One more issue with GC is that you don't control memory layout which could be important for your algorithm due to effects on CPU cache memory. Objects are moved in memory during GC operation. Often GC languages have multiple heaps/levels for objects. All objects initially are allocated in first level, which is super fast, typically just same "one add op" like in memory arena. Then if object survives 1 or 2 GC collections it is assume "long lived" and copied over to second heap. Sometimes there are more levels for specific cases (large allocation, etc..). This costs some performance. All this moving means that you cannot keep persistent pointers. If you need stable address, for example for passing to GL/D3D/Vulkan APIs, you need to "pin" objects to fixed location which complicates GC algorithm (again performance). For objects that can be moved around it needs to update all the pointers inside other objects which point to moved object. I hope you can see that all this is about control - which you don't have if you use GC. And it goes back to your first point - slowness for GC algorithm due to checking and updating references to live objects during GC compact operation. You are paying in performance for a lot of hidden cost that could be simple "sub" operation for memory arena :)

Edited by Mārtiņš Možeiko on September 12, 2018, 8:21am Reason: typos

Henry Kloren

#16311

September 12, 2018

understood. thanks very much for your help.

ratchetfreak

#16313

September 12, 2018

A general GC does not make any assumptions about your allocations which means it must be backed by a general allocator. This is the first big issue. You (in the majority of times) cannot specify whether an object is short lived or long lived, which objects should be allocated close together etc.
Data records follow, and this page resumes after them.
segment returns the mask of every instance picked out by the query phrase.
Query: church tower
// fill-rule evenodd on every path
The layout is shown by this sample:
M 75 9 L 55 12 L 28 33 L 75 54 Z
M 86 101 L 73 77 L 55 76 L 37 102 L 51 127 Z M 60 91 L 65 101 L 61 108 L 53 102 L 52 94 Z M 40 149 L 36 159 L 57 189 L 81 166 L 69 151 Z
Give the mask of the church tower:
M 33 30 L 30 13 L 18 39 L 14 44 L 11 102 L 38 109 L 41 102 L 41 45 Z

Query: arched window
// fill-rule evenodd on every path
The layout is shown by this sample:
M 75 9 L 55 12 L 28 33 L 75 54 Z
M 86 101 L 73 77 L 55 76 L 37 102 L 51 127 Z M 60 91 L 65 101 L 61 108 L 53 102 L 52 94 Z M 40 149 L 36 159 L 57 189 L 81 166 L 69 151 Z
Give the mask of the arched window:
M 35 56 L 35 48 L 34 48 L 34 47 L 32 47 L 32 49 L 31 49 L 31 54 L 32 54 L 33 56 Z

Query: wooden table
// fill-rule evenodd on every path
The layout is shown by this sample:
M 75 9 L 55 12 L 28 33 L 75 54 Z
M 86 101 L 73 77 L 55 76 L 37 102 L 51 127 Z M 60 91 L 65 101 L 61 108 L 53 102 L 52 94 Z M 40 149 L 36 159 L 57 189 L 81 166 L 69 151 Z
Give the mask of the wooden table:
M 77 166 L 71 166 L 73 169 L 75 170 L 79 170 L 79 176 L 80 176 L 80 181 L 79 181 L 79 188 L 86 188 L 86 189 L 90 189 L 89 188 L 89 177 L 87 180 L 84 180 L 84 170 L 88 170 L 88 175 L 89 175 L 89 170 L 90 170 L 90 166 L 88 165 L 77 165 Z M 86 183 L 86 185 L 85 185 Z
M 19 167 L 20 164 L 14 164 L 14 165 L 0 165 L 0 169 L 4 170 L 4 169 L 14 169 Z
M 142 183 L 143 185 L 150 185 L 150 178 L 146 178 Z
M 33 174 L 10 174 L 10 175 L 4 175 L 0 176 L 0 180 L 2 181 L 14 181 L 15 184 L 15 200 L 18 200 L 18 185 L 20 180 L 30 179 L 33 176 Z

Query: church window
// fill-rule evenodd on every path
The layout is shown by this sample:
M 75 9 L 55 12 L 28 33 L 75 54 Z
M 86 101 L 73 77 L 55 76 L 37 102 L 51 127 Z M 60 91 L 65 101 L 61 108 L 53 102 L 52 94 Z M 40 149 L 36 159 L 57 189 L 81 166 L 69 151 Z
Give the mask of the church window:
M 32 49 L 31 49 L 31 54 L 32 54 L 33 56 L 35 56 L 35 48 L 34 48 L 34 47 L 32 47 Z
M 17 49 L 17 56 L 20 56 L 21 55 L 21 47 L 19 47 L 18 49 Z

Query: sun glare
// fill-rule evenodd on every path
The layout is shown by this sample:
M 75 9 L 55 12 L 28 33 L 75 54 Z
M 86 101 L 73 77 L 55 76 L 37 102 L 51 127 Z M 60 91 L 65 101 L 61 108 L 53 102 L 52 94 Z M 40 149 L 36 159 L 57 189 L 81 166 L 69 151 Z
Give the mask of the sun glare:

A custom allocation scheme (like HMH's arena) Puts a few restrictions on your allocations but this downside is much less than the gain you get from simplifying the operations needed to allocate and deallocate.

A GC also needs meta information about what you are allocating so it knows where the pointers are. If you are using dynamic typing (inheritance, tagged unions,...) then it also needs to tie into that to figure out which concrete class each object is. You can do without that if you assume that every pointed-aligned & pointer-sized value is a pointer, but this leads to phantom strong references that result in leaks.

GC can also leak object if you forget to null a reference to an object. Most common way this explodes is through a cache or map that doesn't get cleared.

A GC also needs a way to access all objects independently from the application's object graph. Running a full GC will also touch all memory the application allocated which will pollute the cache. The concurrent mark implementations need the executing thread to do some extra work when they read/write pointers to avoid race conditions leading to false negatives.

Neo Ar

#16321

September 13, 2018

HFKloren
The second is that GC is non-deterministic and can happen at any time, causing potential stalls when rendering a frame.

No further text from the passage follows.